Regression model only gives a single output

I’m having trouble getting my network to learn - it always seems to predict the same result regardless of input.

The goal of the network is to interpret 4D data and return a 2D array. The data is a simulation of a particular setup for laser-speckle imaging. It was simulated for a number of different starting positions, and 3 simulated experimental settings (in brief). This results in data with a [5, 6, 21, 22] shape. Simulations are done on 2D [21, 21] arrays, resulting in unique simulation data based on the 2D array given as input. This is the same object the network should predict.
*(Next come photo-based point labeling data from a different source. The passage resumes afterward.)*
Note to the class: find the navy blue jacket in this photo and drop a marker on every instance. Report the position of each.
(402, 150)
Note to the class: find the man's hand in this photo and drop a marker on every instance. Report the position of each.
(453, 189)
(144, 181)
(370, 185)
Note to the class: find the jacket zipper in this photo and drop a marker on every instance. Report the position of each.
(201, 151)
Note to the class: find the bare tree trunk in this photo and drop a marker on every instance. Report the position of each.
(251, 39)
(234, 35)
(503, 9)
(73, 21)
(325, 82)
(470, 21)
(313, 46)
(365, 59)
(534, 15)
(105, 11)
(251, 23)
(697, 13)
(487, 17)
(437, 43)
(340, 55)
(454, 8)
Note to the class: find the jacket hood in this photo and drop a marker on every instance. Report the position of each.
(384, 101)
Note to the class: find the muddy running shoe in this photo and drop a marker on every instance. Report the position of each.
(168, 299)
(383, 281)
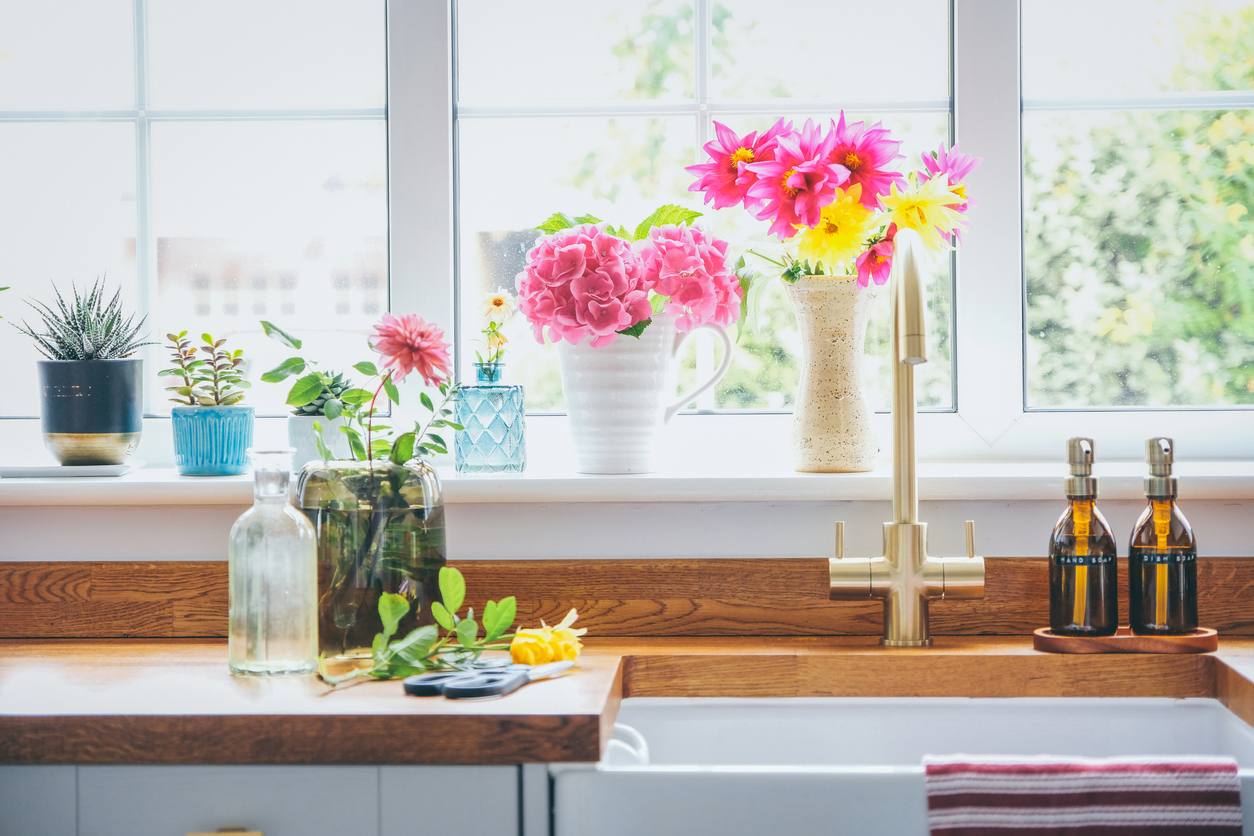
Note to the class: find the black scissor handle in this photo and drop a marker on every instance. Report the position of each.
(488, 683)
(429, 684)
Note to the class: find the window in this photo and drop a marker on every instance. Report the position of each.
(222, 163)
(1139, 179)
(563, 105)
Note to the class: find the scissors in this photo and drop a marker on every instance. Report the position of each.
(469, 684)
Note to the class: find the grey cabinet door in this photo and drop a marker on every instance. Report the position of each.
(443, 800)
(276, 800)
(36, 801)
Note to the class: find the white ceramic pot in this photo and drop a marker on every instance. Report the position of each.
(832, 429)
(617, 395)
(301, 436)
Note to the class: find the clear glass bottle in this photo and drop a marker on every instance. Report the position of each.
(494, 439)
(1084, 585)
(273, 585)
(1163, 555)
My approach was to use convolutional layers followed by fully connected layers. This is the same approach I used when our problem was predicting 1D arrays from 3D data (this worked nearly perfectly). I’m assuming something went wrong when upscaling a dimension, or maybe someone has an idea of what might be going wrong.

My forward function:

    def forward(self, x):
        x = F.relu(self.convs(x)) # Uses convNd function from https://github.com/pvjosue/pytorch_convNd
        x = x.view(-1, x.shape[0], x.shape[1]*x.shape[2]*x.shape[3]*x.shape[4]*x.shape[5]) #flatten
        x = self.max1d(x.permute(0,1,2)).permute(0,1,2) # pooling nn.MaxPool1d(2, 2)
        x = self.max1d(x.permute(0,1,2)).permute(0,1,2) # pooling nn.MaxPool1d(2, 2)
        x = F.relu(self.fc1(x)) # nn.Linear(self._to_linear,1024), _to_linear = torch.flatten(x).shape[0] after convs
        x = F.relu(self.fc2(x)) # nn.Linear(1024,21*21)
        x = self.fc3(x) # nn.Linear(21*21,21*21)
        x = x.view(-1,21,21)
        return x

When I use a single data point for training, the network is able to give that output consistently. However, when I scale up to 8 data points (something which should easily be doable without any generalized learning), it is uncapable of giving different results while the loss is no longer decreasing. Images below are an example of what input/output looks like.
op3

Does anyone have an idea of what might be going wrong here? If I need to give more information/code, please let me know!